Prices have in fact, gone up undeterred by the demand dynamics that have displayed little to no signs of growth. Domestic offtake in the first half of the fiscal year is up 1 percent. Exports came to the rescue for a bit, taking the total offtake growth up 10 percent during this period, and contributing about 15 percent to the sales mix (in 1HFY24) compared to 8 percent in 1HFY23. This is no small feat as gaining access to new markets for exports has proven to be a laborious task for some—take DGKC for example that spent an entire year meeting standards and attaining certifications to export to the US market. But after sending three shipments whole, the company is readying itself to reach out to other North American and European markets with confidence.
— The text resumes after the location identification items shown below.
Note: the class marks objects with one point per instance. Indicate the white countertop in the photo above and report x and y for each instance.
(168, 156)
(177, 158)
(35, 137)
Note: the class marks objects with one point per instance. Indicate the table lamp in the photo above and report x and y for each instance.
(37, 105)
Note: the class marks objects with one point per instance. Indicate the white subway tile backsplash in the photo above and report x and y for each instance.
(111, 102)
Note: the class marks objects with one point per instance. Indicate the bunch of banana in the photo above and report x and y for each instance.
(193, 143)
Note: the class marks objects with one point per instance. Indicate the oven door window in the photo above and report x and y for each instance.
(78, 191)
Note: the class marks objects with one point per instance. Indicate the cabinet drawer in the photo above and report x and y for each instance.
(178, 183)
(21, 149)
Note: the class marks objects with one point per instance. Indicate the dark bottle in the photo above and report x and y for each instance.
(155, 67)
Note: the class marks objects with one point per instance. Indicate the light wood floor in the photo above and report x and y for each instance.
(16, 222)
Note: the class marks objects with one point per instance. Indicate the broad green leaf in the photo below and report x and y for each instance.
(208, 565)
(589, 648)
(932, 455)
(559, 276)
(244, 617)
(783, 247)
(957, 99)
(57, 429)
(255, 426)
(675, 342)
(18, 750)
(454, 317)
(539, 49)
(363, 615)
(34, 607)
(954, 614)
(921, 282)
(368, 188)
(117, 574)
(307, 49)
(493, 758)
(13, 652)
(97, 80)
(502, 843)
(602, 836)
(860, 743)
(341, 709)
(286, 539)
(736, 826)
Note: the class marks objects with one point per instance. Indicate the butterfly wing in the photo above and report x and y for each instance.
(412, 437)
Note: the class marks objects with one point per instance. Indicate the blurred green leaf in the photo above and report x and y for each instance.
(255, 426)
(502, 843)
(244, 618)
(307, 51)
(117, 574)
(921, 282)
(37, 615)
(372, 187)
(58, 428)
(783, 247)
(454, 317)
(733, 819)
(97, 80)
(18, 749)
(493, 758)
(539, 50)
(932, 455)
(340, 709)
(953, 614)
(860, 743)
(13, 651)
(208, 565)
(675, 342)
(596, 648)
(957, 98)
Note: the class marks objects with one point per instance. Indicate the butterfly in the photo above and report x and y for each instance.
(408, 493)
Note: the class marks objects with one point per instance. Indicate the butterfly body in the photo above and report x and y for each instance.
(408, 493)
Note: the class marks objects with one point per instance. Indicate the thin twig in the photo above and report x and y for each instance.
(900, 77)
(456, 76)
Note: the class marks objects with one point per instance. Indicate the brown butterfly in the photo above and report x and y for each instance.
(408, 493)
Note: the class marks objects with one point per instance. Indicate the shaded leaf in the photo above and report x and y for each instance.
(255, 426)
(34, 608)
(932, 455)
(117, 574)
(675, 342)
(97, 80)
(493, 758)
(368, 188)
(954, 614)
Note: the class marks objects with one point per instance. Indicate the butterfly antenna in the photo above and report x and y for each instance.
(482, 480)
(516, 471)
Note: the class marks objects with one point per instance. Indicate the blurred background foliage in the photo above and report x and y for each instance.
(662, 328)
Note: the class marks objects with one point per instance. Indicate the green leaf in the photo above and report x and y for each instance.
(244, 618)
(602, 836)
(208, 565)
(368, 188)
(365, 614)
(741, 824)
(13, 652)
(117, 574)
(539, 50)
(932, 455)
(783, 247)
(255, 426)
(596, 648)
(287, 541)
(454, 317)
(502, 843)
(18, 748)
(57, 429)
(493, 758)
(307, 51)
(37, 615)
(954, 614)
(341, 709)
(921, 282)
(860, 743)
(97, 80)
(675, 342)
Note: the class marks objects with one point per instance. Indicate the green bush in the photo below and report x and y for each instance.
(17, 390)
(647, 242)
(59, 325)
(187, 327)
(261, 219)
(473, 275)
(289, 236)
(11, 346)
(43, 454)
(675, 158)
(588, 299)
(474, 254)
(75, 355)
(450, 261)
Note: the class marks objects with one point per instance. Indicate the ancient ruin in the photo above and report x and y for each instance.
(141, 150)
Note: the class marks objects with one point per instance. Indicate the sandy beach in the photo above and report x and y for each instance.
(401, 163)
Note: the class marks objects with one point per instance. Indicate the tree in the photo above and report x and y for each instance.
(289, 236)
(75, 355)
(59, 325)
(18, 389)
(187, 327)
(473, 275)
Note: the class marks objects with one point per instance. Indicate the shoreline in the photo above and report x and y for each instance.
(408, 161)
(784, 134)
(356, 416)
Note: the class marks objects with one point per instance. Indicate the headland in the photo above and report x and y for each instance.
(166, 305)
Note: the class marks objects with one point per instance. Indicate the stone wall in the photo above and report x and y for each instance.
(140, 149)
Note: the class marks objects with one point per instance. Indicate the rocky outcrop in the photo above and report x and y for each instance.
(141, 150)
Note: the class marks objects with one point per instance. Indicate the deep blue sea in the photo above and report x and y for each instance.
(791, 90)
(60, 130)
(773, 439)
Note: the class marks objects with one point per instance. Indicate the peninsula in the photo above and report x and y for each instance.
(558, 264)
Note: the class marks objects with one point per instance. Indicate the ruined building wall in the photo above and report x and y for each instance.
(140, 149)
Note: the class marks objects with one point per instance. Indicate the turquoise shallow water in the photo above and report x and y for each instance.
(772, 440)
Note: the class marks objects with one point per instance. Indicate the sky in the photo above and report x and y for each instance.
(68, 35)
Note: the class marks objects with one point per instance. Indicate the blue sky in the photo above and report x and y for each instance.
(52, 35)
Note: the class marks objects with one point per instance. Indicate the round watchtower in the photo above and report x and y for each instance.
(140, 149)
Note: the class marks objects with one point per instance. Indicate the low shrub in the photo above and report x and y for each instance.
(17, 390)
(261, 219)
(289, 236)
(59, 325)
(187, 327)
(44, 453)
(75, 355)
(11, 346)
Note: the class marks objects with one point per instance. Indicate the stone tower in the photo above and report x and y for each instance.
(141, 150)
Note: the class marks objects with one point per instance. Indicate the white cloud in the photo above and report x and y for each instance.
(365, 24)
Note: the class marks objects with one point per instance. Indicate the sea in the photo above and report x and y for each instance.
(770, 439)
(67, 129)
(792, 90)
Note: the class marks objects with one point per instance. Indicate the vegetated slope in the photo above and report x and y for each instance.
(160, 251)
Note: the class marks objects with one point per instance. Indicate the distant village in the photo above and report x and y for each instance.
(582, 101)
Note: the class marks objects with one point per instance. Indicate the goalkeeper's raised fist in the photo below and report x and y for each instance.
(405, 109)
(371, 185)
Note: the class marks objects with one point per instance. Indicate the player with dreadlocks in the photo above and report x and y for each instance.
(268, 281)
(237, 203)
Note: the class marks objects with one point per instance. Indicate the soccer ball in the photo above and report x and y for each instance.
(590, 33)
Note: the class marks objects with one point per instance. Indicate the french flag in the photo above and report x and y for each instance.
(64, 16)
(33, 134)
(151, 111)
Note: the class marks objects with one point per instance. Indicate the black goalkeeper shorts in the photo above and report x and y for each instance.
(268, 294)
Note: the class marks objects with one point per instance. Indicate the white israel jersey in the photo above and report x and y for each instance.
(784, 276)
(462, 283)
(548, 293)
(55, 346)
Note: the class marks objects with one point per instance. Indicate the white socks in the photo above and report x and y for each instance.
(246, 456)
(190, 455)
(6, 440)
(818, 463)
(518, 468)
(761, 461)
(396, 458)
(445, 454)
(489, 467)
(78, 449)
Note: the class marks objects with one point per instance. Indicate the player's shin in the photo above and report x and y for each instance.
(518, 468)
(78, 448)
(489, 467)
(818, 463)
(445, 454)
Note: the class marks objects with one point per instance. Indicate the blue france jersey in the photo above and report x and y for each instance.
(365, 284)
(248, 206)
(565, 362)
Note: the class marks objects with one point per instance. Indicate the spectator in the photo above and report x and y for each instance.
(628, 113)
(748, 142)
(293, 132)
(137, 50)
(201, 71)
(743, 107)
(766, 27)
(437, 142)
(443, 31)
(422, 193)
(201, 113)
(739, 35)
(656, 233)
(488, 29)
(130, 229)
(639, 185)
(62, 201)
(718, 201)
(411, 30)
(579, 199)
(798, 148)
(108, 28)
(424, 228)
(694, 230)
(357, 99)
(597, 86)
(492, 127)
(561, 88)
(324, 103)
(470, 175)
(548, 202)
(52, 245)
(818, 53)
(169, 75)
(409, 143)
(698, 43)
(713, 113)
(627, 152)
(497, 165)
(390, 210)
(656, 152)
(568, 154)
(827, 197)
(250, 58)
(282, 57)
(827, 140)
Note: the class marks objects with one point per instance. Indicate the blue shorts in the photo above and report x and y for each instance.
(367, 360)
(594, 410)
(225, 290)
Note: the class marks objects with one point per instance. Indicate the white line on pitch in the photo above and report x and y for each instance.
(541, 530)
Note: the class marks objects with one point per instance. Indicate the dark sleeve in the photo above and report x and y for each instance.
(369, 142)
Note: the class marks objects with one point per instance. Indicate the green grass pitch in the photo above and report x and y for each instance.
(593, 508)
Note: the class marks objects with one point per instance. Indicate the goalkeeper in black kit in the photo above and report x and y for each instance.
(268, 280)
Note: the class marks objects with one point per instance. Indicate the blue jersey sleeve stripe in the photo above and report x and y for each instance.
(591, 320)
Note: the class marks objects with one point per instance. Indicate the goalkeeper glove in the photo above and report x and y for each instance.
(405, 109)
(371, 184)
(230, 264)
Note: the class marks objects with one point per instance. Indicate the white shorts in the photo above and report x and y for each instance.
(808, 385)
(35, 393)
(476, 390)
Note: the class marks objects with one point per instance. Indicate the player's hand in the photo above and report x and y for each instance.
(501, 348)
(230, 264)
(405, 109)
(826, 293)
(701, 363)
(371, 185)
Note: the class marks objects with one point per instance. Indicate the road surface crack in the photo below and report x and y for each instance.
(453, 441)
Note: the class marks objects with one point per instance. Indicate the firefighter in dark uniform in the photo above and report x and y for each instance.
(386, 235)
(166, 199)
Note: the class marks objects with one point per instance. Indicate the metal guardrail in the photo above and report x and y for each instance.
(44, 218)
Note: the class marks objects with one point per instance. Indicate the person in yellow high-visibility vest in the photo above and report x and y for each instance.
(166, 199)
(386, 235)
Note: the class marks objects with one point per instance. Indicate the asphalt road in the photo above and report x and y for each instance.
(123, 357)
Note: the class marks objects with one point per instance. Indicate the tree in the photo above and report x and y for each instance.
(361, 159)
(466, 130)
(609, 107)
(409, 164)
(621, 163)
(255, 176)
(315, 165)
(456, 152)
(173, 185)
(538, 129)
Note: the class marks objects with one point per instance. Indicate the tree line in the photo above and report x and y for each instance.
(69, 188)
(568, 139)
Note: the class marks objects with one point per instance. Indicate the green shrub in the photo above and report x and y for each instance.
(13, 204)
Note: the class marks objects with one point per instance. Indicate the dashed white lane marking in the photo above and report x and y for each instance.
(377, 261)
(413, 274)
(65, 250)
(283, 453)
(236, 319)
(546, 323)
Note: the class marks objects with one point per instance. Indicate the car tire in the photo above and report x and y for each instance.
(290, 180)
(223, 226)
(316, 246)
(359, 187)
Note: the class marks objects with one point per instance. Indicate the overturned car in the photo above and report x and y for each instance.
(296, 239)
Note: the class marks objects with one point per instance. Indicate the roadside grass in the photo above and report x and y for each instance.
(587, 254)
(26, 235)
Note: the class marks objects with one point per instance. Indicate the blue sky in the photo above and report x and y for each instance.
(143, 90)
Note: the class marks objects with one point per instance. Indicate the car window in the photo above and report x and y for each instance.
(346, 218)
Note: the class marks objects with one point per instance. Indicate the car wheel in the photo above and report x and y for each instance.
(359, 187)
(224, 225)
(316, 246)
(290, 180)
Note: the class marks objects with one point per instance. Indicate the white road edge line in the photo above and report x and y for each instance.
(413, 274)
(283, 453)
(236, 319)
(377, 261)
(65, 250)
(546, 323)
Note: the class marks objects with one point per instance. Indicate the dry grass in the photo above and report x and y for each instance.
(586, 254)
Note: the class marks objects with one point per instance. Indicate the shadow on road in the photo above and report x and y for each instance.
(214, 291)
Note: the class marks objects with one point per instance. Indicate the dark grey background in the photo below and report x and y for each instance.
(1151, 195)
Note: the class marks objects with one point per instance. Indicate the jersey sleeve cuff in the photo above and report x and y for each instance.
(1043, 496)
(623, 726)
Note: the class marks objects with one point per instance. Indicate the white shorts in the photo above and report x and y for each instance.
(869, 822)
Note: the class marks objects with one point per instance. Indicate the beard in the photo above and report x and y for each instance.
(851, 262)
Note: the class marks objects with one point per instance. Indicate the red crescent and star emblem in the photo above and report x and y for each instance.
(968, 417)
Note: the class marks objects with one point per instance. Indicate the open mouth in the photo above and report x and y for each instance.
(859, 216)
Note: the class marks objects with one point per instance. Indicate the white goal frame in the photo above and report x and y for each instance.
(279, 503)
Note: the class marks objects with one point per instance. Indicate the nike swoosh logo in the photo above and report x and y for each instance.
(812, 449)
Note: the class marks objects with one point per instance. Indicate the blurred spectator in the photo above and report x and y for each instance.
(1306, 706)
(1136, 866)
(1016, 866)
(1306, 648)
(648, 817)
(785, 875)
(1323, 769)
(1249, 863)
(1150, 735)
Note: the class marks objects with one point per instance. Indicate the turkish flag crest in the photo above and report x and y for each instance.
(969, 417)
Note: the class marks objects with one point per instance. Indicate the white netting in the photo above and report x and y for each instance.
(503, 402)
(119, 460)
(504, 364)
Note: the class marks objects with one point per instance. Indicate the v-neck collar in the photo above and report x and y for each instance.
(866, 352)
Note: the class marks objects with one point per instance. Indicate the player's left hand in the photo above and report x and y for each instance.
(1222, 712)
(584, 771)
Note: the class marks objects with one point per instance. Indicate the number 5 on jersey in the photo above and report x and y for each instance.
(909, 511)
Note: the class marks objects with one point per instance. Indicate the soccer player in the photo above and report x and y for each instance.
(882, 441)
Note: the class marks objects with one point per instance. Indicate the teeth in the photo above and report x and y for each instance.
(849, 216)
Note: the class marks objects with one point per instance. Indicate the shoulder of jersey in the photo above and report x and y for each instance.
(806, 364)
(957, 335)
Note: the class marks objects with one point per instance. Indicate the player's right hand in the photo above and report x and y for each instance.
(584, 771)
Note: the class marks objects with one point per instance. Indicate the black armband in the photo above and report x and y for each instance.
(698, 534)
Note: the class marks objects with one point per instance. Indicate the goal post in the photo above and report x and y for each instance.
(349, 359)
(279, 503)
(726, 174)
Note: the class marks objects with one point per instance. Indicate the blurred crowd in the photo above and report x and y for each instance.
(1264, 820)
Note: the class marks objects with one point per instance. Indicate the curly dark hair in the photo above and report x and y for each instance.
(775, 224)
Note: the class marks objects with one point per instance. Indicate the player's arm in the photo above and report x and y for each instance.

But even when such an exercise is underway for some companies, and rupee-dollar parity is at a favourable level for export competitiveness, domestic markets is where pricing power exists.
And it suits cement manufacturers to not enter into price wars with each other to sell more volumes locally. Perhaps, there isn’t enough demand to be had even if a price war ensued that brought prices down. The industry has been in expansion mode which will continue to tighten the noose as demand tumbles and falls with capacity utilization slipping below 60 percent. At the prevailing levels of 57-58 percent monthly capacity utilization, the industry has no choice but to stay put on prices.
Other timely and prudent decisions will also come in handy—such as investment in captive energy to minimize dependence on grid electricity (in most cases, solar plants and waste heat recovery units), diversifying sources of coal to optimize on costs and utilizing subsidized financing facilities (TERF) to keep finance costs curtailed. Without offtake recovery, companies will be leaning heavily on prices as long as that works for them.